There was however one circumstance for which Dido was quite unprepared. Flora had told her that Mrs Neville employed no servant; but when they arrived at the house a woman appeared to show them up the stairs – and that woman was none other than Jenny White.
They exchanged very wondering looks as they climbed the narrow stairs; but there was little opportunity for talking.
‘I assure you I have never seen her here before in my life!’ was all that Flora could whisper as they waited on the dark landing to be announced.

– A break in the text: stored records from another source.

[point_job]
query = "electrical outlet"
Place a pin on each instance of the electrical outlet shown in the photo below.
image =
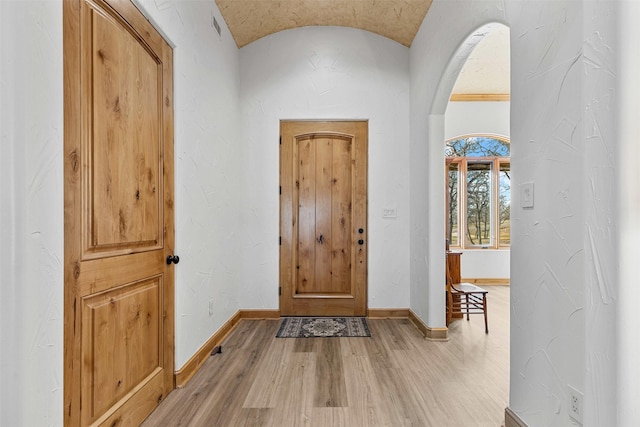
(575, 404)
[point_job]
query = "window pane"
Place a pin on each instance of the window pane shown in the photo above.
(477, 146)
(453, 208)
(479, 209)
(504, 200)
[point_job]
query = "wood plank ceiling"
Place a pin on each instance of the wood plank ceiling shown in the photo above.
(249, 20)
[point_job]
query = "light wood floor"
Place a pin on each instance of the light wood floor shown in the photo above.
(394, 378)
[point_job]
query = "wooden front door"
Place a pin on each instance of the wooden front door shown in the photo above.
(323, 218)
(119, 225)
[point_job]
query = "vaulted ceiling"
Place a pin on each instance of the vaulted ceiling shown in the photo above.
(485, 72)
(249, 20)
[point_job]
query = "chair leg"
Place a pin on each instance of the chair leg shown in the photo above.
(466, 297)
(484, 307)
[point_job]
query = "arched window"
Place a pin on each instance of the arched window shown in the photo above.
(479, 192)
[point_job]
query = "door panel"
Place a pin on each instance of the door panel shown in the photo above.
(119, 225)
(323, 205)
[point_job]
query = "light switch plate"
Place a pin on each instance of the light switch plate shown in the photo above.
(389, 213)
(526, 193)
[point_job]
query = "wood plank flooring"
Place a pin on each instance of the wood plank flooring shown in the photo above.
(394, 378)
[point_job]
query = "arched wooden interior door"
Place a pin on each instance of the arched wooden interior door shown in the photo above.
(323, 218)
(119, 224)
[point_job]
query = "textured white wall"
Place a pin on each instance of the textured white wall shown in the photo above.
(31, 213)
(563, 267)
(463, 118)
(209, 169)
(327, 73)
(547, 249)
(628, 102)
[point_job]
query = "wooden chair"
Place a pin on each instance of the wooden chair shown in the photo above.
(466, 298)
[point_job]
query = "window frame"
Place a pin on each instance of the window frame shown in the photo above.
(462, 170)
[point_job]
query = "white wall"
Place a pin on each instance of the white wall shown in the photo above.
(627, 58)
(463, 118)
(31, 213)
(327, 73)
(563, 250)
(209, 169)
(493, 118)
(207, 177)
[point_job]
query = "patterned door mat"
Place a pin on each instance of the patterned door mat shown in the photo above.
(315, 327)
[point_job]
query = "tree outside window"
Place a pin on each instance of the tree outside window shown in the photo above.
(479, 192)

Then the door was thrown open, Jenny had given them a look which suggested she suspected them quite as much as they suspected her, and they were walking into the parlour.

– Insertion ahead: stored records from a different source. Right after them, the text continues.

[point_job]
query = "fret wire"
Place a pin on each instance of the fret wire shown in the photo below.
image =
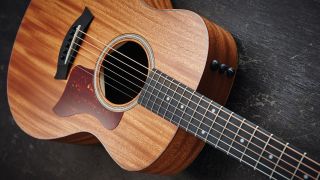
(275, 166)
(236, 135)
(223, 130)
(184, 107)
(200, 122)
(174, 92)
(162, 100)
(278, 142)
(261, 154)
(249, 142)
(257, 138)
(168, 96)
(147, 85)
(151, 94)
(156, 81)
(241, 160)
(194, 111)
(297, 167)
(211, 127)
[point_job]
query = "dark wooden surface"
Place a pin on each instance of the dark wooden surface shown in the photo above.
(277, 87)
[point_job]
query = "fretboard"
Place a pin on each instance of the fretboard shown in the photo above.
(225, 130)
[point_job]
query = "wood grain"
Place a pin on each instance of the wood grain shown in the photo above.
(143, 141)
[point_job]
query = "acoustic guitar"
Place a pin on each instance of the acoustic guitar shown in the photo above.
(134, 76)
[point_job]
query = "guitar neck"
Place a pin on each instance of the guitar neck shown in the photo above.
(225, 130)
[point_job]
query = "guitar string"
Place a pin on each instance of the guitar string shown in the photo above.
(209, 119)
(241, 160)
(206, 101)
(221, 132)
(198, 96)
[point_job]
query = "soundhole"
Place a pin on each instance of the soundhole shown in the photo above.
(123, 73)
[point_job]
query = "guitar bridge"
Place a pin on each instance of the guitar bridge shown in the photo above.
(71, 44)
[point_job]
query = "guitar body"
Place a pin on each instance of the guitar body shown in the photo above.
(183, 45)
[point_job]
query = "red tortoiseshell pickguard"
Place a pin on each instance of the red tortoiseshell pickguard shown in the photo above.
(79, 97)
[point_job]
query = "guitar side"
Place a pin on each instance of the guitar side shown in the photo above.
(151, 144)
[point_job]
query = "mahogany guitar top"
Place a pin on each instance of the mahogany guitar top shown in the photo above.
(182, 44)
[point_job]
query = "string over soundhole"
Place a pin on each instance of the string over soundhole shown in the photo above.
(121, 72)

It was a poor, threadbare, little room; low ceiled, very dark from the smallness of the windows and the extreme narrowness of the street outside, and so very noisy that the pewter candlesticks rattled on the chimney-piece whenever a carriage passed over the cobbles below. But the old lady in her chair was straight-backed and bright-eyed under her white cap. She was smaller than her daughter, with more regular features. She certainly had an air of more intelligence. She was knitting; but she set down her pins and threw a look of some keenness at them – and at her servant – as they were shown into the room.
She expressed gratitude for their visit and fell easily into conversation. The first subject, after being seated, was her work.

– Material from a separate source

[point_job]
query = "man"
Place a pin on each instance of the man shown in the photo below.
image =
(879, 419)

‘Well, my dears, you find me very busy,’ said she. ‘I have not the eyesight for the fine work that I used to do. Which is not at all to be wondered at, at my age, is it? But I have lately learnt to knit and I find it suits me very well. And I can make all manner of little things that are of use to myself and to the poor people hereabouts.’
Her voice was as calm and rational as her appearance, and Dido was surprised. She had expected the confusion which the daughter had spoken of to be more apparent. They talked a little more of how she passed her days. And everything she said, marking as it did either her gentility, her sense, or her gentleness, was adding to Dido’s surprise.
‘I daresay you miss the society of your daughter a great deal,’ she asked at the first opportunity.
‘Well, yes, I daresay I do, my dear,’ was the quiet reply. ‘But I was very glad for her to go to the Lansdales, you know. She has had so little opportunity for change and variety.’
‘Of course. And no doubt she has been able to visit you tolerably often?’
‘Oh yes,’ said Mrs Neville, ‘Clara is very good. She comes to me without fail every week – on a Tuesday evening.’ Quite suddenly she dropped her voice to such a whisper as they could barely hear. ‘I rather fancy…’ she said, setting aside her knitting and leaning very close, ‘…I rather fancy that she conditioned with Mrs Lansdale for coming on Tuesdays from the very beginning.’
Dido wondered at this sudden bid for secrecy; but then she followed the direction which Mrs Neville’s eyes had taken and saw Jenny White, not gone away to the kitchen as she had supposed, but standing still beside the door, her stout, red, laundress’s arms folded across her breast. ‘Jenny,’ whispered Mrs Neville, ‘takes her evening off on Tuesday, you see, and Clara does not like me to be left alone.’